Re: [PATCH v1] mm/gup: fix FOLL_FORCE COW security issue and remove FOLL_COW
From: Linus Torvalds
Date: Tue Aug 09 2022 - 16:03:03 EST
On Mon, Aug 8, 2022 at 12:32 AM David Hildenbrand <david@xxxxxxxxxx> wrote:
>
So I've read through the patch several times, and it seems fine, but
this function (and the pmd version of it) just read oddly to me.
> +static inline bool can_follow_write_pte(pte_t pte, struct page *page,
> + struct vm_area_struct *vma,
> + unsigned int flags)
> +{
> + if (pte_write(pte))
> + return true;
> + if (!(flags & FOLL_FORCE))
> + return false;
> +
> + /*
> + * See check_vma_flags(): only COW mappings need that special
> + * "force" handling when they lack VM_WRITE.
> + */
> + if (vma->vm_flags & VM_WRITE)
> + return false;
> + VM_BUG_ON(!is_cow_mapping(vma->vm_flags));
So apart from the VM_BUG_ON(), this code just looks really strange -
even despite the comment. Just conceptually, the whole "if it's
writable, return that you cannot follow it for a write" just looks so
very very strange.
That doesn't make the code _wrong_, but considering how many times
this has had subtle bugs, let's not write code that looks strange.
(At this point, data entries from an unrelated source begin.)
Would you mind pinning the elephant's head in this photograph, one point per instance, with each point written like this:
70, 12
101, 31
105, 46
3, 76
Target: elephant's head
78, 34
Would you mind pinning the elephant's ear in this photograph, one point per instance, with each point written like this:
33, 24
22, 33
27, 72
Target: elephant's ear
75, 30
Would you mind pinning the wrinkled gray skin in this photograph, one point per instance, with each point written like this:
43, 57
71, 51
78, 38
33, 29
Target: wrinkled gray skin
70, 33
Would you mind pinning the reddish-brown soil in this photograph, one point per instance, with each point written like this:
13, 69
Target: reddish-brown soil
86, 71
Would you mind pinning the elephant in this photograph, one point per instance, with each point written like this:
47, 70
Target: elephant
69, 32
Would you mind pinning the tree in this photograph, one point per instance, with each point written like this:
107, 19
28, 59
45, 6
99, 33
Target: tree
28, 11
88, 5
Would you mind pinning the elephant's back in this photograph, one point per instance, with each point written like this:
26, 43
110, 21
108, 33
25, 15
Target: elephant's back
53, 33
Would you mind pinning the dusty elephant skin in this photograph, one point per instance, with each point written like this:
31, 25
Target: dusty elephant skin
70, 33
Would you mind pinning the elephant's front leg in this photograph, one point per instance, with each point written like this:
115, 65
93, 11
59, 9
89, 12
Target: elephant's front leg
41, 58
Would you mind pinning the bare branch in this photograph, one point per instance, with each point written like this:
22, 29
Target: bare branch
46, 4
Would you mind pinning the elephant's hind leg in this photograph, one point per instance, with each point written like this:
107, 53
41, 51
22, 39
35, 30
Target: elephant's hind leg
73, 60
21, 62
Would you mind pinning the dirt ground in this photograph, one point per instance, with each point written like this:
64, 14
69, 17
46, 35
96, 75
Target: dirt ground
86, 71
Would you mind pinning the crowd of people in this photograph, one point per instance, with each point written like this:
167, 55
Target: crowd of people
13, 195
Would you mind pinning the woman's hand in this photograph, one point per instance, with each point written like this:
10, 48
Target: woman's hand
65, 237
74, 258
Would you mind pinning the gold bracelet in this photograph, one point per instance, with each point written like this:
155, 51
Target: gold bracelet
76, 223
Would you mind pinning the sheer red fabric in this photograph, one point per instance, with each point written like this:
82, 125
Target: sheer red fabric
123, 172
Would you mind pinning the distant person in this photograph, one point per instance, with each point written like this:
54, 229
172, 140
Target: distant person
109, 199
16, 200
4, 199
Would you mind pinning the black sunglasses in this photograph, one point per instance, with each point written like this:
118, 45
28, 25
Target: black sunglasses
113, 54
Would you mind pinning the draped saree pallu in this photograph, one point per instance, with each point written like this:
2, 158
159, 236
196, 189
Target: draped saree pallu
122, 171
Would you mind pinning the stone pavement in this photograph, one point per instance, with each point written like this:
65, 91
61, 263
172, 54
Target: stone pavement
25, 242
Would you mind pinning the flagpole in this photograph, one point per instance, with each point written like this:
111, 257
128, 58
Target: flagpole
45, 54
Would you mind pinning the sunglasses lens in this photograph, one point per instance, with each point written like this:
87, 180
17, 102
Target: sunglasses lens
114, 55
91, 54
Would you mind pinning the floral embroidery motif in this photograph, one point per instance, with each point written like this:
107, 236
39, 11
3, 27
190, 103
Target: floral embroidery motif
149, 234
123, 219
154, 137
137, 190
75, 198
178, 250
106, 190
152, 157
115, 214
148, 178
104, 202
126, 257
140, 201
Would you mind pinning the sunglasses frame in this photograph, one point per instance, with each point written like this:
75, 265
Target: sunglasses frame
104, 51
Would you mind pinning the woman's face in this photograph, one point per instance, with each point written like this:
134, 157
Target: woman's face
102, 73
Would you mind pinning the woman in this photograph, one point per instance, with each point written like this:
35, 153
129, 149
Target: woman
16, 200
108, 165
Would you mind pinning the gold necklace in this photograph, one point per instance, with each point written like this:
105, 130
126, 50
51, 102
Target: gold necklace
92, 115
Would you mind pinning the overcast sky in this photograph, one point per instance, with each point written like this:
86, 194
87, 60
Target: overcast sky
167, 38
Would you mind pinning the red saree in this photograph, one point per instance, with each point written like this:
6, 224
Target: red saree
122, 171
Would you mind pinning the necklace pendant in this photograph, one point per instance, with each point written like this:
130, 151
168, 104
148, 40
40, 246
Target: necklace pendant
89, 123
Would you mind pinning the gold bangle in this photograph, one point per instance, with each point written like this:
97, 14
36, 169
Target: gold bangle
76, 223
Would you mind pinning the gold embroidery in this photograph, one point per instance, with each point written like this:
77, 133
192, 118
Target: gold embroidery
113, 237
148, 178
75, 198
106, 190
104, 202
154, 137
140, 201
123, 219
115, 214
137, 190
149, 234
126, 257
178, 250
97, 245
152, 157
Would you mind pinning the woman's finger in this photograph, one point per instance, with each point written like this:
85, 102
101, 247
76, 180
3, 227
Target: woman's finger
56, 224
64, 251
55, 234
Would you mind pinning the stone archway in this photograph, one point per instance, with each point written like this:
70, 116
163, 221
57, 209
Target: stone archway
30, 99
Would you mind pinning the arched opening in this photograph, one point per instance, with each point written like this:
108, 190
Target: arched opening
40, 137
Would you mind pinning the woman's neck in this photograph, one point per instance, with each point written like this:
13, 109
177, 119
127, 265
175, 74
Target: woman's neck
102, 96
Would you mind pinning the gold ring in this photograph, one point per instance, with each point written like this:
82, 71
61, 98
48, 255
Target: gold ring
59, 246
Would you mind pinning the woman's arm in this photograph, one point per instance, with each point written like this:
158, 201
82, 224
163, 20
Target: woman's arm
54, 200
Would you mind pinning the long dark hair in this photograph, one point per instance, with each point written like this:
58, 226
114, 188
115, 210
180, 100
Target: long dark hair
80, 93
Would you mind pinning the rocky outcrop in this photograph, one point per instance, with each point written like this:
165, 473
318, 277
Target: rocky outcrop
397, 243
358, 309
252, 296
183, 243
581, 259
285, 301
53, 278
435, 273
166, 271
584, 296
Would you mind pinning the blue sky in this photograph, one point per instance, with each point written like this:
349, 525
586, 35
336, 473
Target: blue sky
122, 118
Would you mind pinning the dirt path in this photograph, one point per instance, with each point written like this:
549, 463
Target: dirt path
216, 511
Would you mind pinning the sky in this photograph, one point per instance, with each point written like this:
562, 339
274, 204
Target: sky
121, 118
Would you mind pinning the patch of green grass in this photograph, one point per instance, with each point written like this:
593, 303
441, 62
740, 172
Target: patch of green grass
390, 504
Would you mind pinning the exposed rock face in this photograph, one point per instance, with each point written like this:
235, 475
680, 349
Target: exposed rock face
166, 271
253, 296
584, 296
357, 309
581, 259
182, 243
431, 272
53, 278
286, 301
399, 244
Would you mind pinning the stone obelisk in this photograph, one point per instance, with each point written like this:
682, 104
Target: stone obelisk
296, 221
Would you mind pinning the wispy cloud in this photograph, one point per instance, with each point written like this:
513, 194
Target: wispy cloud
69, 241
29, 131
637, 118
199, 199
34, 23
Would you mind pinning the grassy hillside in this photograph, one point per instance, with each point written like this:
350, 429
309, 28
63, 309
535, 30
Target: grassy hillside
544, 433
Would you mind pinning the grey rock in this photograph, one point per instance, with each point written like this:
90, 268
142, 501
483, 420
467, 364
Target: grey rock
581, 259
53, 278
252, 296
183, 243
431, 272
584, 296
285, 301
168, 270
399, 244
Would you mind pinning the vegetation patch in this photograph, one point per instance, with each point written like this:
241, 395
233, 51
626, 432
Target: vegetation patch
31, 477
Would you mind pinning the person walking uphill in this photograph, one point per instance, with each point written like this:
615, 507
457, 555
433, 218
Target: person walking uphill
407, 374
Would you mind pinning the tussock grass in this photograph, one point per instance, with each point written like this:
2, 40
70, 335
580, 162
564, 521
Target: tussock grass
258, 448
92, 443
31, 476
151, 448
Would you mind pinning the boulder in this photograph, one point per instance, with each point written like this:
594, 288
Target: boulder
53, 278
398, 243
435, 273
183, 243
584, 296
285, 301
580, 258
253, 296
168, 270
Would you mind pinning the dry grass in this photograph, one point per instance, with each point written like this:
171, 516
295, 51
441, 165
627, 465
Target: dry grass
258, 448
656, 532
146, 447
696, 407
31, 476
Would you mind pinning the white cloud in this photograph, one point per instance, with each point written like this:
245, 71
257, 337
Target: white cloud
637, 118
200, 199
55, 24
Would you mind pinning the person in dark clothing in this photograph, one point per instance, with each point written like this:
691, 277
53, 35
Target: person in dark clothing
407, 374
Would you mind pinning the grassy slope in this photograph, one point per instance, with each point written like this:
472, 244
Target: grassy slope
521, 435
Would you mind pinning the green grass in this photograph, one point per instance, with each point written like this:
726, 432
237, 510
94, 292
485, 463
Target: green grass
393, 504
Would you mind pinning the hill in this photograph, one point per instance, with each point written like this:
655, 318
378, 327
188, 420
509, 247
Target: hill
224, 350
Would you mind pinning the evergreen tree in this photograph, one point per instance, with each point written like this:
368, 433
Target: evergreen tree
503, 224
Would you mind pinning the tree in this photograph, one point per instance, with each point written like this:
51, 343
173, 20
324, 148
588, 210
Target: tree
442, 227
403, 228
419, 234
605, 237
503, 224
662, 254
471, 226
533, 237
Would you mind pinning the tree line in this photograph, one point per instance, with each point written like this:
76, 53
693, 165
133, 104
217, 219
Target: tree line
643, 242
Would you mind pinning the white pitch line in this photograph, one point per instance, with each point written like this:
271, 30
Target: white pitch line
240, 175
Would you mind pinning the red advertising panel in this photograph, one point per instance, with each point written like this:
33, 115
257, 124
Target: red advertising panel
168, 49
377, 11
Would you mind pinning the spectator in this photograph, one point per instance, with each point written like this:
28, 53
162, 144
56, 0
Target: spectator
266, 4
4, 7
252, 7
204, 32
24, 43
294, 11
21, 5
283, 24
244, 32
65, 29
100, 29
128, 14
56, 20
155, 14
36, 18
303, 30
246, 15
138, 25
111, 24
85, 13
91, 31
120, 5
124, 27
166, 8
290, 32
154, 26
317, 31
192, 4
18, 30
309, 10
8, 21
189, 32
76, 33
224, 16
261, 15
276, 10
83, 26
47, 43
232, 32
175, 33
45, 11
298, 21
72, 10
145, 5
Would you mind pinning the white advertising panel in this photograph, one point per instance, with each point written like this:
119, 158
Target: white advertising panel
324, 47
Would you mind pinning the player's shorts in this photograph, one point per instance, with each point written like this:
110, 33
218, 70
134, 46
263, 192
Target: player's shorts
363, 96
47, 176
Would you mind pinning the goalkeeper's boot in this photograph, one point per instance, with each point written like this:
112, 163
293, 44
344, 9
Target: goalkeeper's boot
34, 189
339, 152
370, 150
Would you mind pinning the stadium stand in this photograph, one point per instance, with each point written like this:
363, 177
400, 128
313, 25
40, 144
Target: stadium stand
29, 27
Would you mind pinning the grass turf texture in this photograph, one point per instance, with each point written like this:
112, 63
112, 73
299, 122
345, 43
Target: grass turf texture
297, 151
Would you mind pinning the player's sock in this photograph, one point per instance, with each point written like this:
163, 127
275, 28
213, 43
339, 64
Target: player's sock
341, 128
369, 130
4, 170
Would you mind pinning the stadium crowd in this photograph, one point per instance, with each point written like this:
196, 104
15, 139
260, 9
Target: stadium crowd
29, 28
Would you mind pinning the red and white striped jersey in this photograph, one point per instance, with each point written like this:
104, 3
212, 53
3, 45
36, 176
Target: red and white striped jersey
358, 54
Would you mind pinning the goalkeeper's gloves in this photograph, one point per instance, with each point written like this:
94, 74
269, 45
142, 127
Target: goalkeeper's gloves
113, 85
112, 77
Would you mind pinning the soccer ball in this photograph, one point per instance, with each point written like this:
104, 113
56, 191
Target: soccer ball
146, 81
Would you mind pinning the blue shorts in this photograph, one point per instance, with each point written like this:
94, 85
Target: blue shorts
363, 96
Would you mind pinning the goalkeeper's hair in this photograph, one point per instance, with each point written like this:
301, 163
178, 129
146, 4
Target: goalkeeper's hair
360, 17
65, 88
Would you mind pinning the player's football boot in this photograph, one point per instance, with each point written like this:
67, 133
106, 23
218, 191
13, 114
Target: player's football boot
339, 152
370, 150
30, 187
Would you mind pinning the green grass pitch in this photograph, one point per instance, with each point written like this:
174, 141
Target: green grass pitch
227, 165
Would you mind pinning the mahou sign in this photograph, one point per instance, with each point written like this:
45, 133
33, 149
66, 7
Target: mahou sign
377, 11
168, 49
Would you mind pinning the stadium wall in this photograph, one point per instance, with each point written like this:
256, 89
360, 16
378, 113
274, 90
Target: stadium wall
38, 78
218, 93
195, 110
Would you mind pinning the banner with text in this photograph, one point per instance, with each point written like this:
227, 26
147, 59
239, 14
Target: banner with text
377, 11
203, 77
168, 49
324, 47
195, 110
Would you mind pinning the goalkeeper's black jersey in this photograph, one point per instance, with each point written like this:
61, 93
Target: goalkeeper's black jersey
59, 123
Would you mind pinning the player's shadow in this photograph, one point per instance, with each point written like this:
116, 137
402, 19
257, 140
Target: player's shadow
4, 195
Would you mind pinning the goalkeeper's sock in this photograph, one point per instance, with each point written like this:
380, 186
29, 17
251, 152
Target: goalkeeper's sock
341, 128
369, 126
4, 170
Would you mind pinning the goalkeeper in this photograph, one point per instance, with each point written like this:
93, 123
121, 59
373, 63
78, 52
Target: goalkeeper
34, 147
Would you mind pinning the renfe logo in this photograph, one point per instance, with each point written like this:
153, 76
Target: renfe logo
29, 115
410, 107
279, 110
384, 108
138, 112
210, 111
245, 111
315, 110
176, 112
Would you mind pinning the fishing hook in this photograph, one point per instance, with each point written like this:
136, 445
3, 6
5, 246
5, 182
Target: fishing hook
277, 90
So I would suggest that to protect against future bugs, we try to make
it be fairly clear and straightforward, and maybe even a bit overly
protective.
For example, let's kill the "shared mapping that you don't have write
permissions to" very explicitly and without any subtle code at all.
The vm_flags tests are cheap and easy, and we could very easily just
add some core ones to make any mistakes much less critical.
Now, making that 'is_cow_mapping()' check explicit at the very top of
this would already go a long way:
/* FOLL_FORCE for writability only affects COW mappings */
if (!is_cow_mapping(vma->vm_flags))
return false;
but I'd actually go even further: in this case that "is_cow_mapping()"
helper to some degree actually hides what is going on.
So I'd actually prefer for that function to be written something like
/* If the pte is writable, we can write to the page */
if (pte_write(pte))
return true;
/* Maybe FOLL_FORCE is set to override it? */
if (flags & FOLL_FORCE)
return false;
/* But FOLL_FORCE has no effect on shared mappings */
if (vma->vm_flags & MAP_SHARED)
return false;
/* .. or read-only private ones */
if (!(vma->vm_flags & MAP_MAYWRITE))
return false;
/* .. or already writable ones that just need to take a write fault */
if (vma->vm_flags & MAP_WRITE)
return false;
and the two first vm_flags tests above are basically doing tat
"is_cow_mapping()", and maybe we could even have a comment to that
effect, but wouldn't it be nice to just write it out that way?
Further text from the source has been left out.